Some of the visual transitions are striking, as when de Armas’s Monroe — eternally in search of the father she never knew, and the “daddy” replacements she married — is superimposed, clutching blinding white sheets in bed, against a raging waterfall from her 1953 drama “Niagara.” Dominik’s second and quite remarkable feature, “The Assassination of Jesse James by the Coward Robert Ford,” imagined a very different American past and American celebrity, in extraordinarily supple ways. See that film if you haven’t. Dominik’s filmmaking wiles are likely why Netflix, with Plan B’s Brad Pitt (who played Jesse James), eventually OK’d this project for this filmmaker.
But Oates’ novel does not adapt easily. And all “Blonde” is, really, is pain, pity and pretty pictures. The recycling of the Monroe image — all that breathy, nobody’s-fool-but-everybody’s-sex-toy allure, may never end.
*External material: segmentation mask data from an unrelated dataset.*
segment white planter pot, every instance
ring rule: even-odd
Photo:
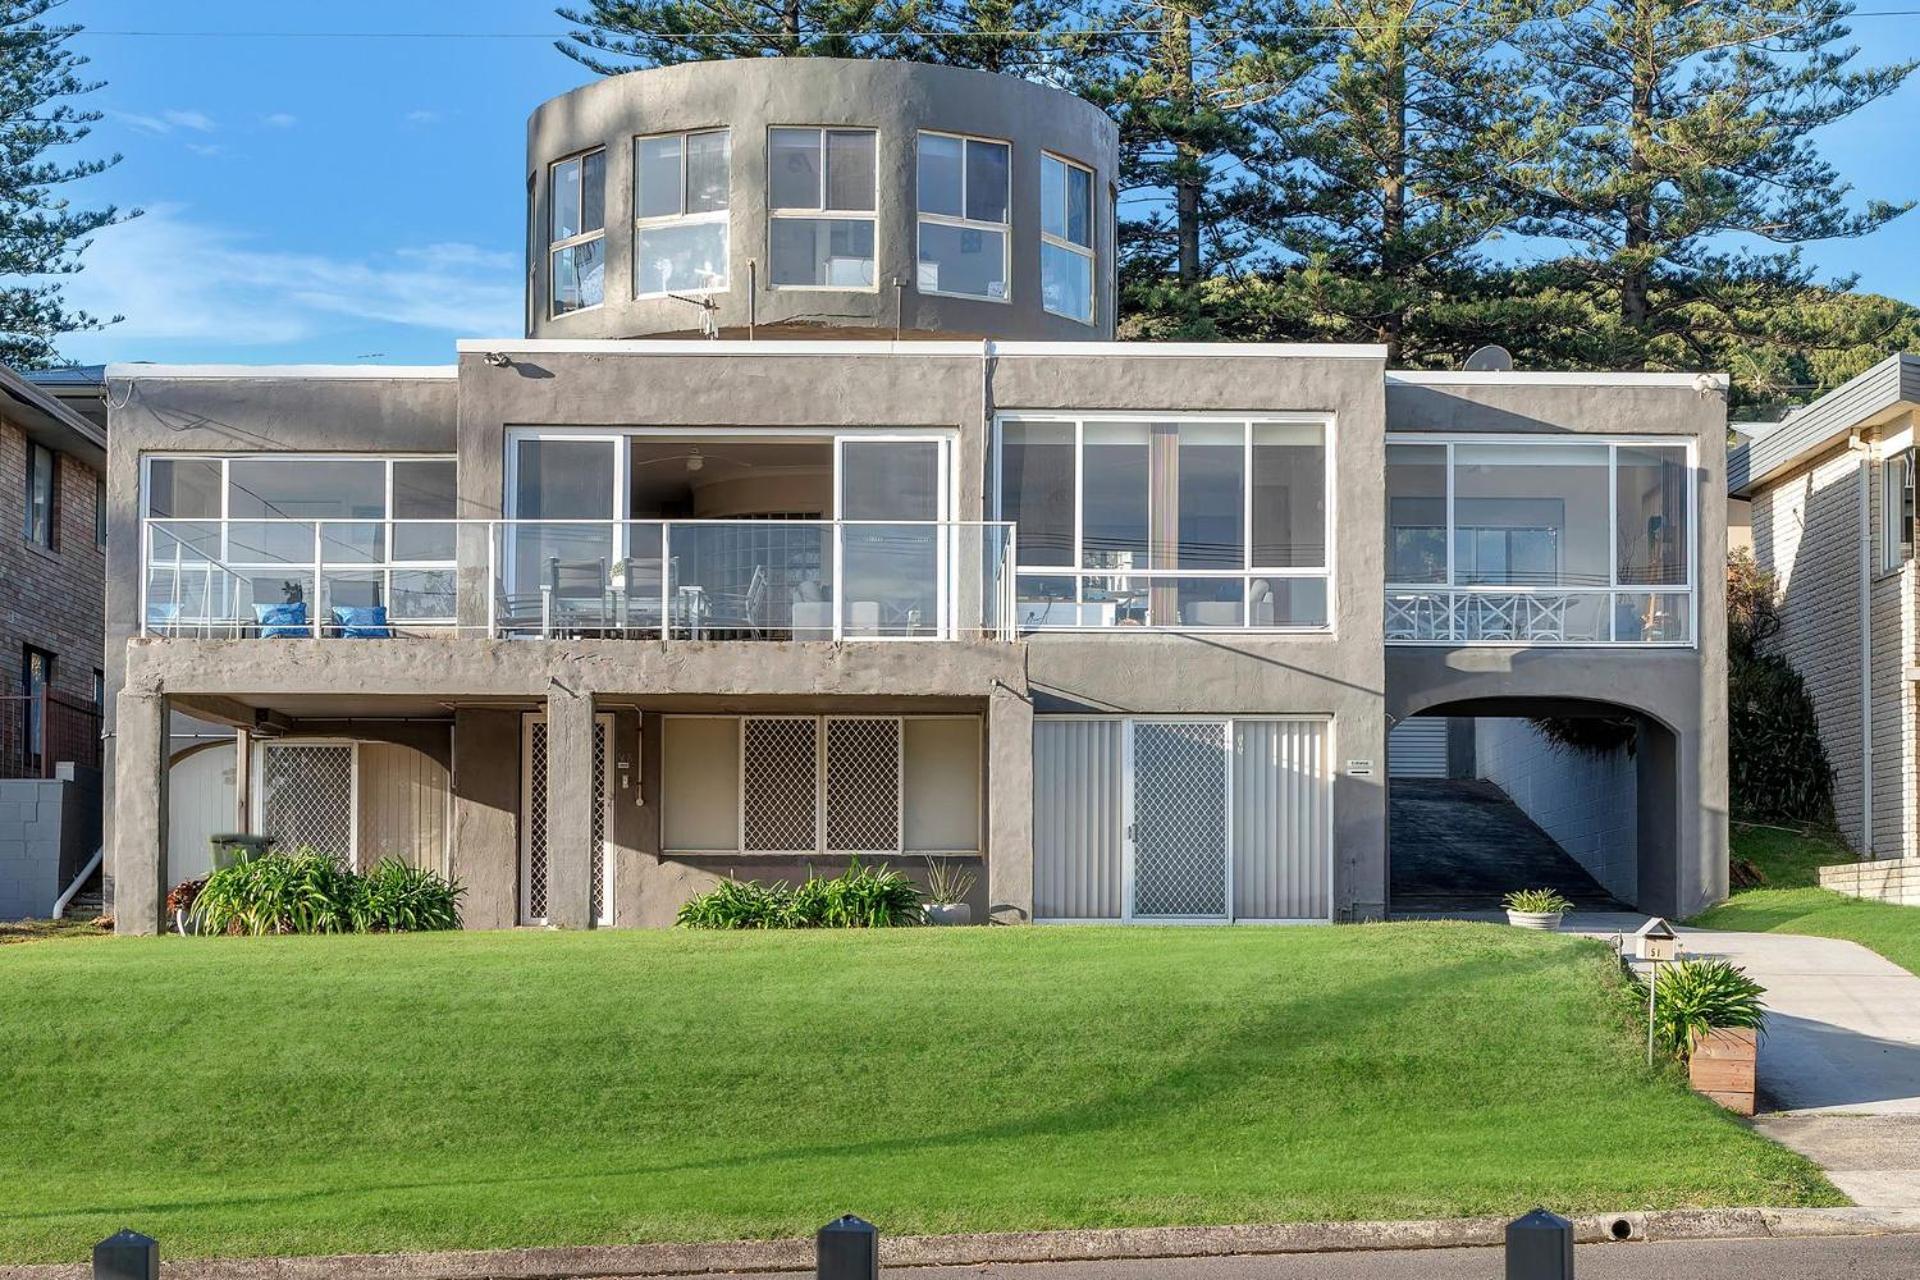
[[[200,932],[200,926],[184,911],[173,913],[173,927],[183,938],[191,938]]]
[[[973,908],[964,902],[929,902],[928,924],[972,924]]]
[[[1509,911],[1507,923],[1516,929],[1558,929],[1563,911]]]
How many thousands of Chicago tourists and residents peered up that famous “The Seven Year Itch” skirt when the 40,000-pound, 26-foot-tall stainless steel and aluminum “Forever Marilyn” statue set up shop outside the Tribune Tower a few years ago? “Blonde” is scarcely more enlightening than that Seward Johnson statue.
Dominik drains the complication and, saddest of all, the screen wiles, from a plainly complicated legend. Like David Fincher’s “Mank,” “Blonde” creates some plush visual ideas of Old Hollywood, without quite capturing how movies looked and moved then. And in its relentlessness of punishment and purpose, it hearkens back to, of all things, Bob Fosse’s “Star 80.” It’s a clinical cry for help on behalf of the blonde at the center, circling the drain, victimized to the last. And in the end, this sleek hypocrite of a picture is just another user.
‘Blonde’ — 1.5 stars (out of 4)
MPAA rating: NC-17 (for some sexual content)
Running time: 2:46
How to watch: In Chicago theaters Sept. 23; Netflix streaming premiereSept. 28.
Michael Phillips is a Tribune critic.